Greg Calbi a déjà une sacrée carrière derrière lui en tant qu'ingénieur de mastering (43 ans pour être précis), et il est toujours bel et bien dans le coup. Durant cette période, il a masterisé plus de 8 000 albums, dont de nombreux classiques.
Born to Run de Bruce Springsteen, Young Americans de David Bowie, Graceland de Paul Simon et Walls and Bridges de John Lennon ne sont que quelques-uns des titres figurant dans son impressionnante discographie. Parmi ses contributions les plus récentes, on dénombre des albums de John Mayer, Bob Dylan, Nelly Furtado, Slater-Kinney, The New Pornographers, Minus the Bear et de nombreux autres artistes.
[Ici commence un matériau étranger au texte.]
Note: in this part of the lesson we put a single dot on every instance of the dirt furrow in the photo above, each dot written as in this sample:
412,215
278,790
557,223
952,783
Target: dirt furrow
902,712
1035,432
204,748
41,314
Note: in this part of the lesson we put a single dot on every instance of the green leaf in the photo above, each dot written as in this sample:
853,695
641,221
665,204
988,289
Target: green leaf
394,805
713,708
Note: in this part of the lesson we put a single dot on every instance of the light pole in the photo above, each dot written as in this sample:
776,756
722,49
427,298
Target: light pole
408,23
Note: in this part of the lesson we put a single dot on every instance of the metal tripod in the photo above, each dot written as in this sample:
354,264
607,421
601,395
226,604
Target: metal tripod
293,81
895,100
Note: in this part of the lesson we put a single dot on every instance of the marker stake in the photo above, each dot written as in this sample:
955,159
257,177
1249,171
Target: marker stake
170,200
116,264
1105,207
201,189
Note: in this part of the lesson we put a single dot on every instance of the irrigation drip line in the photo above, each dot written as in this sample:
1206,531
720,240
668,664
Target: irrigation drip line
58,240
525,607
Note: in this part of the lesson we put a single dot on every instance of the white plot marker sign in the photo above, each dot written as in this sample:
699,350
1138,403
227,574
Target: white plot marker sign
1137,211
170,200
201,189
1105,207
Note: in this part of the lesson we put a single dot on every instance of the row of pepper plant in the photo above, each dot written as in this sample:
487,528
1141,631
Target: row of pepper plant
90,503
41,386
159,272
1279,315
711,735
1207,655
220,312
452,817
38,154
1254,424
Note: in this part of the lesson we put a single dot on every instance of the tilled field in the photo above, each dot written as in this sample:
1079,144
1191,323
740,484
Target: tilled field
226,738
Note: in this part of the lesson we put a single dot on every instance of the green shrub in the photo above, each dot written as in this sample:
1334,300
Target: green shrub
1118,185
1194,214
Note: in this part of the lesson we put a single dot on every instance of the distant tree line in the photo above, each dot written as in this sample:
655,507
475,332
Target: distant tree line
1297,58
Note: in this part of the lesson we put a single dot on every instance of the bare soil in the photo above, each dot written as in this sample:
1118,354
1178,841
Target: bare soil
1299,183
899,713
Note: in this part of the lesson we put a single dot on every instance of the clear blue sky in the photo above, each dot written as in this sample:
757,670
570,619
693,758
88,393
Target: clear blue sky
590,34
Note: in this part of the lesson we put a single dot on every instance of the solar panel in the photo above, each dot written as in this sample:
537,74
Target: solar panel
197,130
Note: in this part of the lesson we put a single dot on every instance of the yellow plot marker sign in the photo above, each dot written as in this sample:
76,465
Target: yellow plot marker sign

Preuve de son talent, il n’a jamais manqué de travail depuis ses débuts dans le métier au début des années 70. Il a connu le passage du l’analogique au numérique, l’avènement puis la chute du CD et le déclin de l’industrie phonographique. « J’ai commencé quand j’avais 23 ans et à présent j’en ai 68 », dit Calbi avant d’ajouter sur le ton de la plaisanterie : « Pourquoi je ne suis pas plus riche que ça, je me le demande. »
Calbi s’est entretenu avec nous récemment depuis son studio à Sterling Sound, un ensemble de classe mondiale dédié au mastering situé à New York.
Je me rappelle vous avoir interviewé pour un magazine il y a peut-être huit ou neuf ans, et vous aviez encore énormément de matériel analogique dans votre studio et pas tant de numérique. Depuis, je suppose que ça a changé ?
Ouais. On s’est tous adaptés de façon à combiner les points forts du traitement analogique aux plug-ins et aux nouveaux logiciels qui sont sortis. Il y a vraiment de super développeurs. Chaque ingénieur de mastering a sa préférence. J’utilise Ozone 7 d’iZotope et ça a totalement révolutionné mon travail ici. Il se combine si bien à mon matos analogique que je peux utiliser les plug-ins d’égalisation et de maximisation tout en gardant la flexibilité nécessaire pour pouvoir proposer des alternatives qui ne soient trop coûteuses ni en temps, ni en argent pour le client. Alors qu’avec l’analogique, tout devait se faire en temps réel. Quand on travaillait sur bandes, on devait à chaque fois rembobiner la bande et la remettre en lecture. Mais avec ce genre de trucs, on peut créer quelque chose, on l’enregistre tel quel et on l’a définitivement. Et je peux proposer différentes versions au client, ce qui est très important puisque de nos jours les clients n’assistent plus aussi souvent aux sessions de mastering qu’avant.
Donc la plupart du temps vous travaillez sans que le client soit là ?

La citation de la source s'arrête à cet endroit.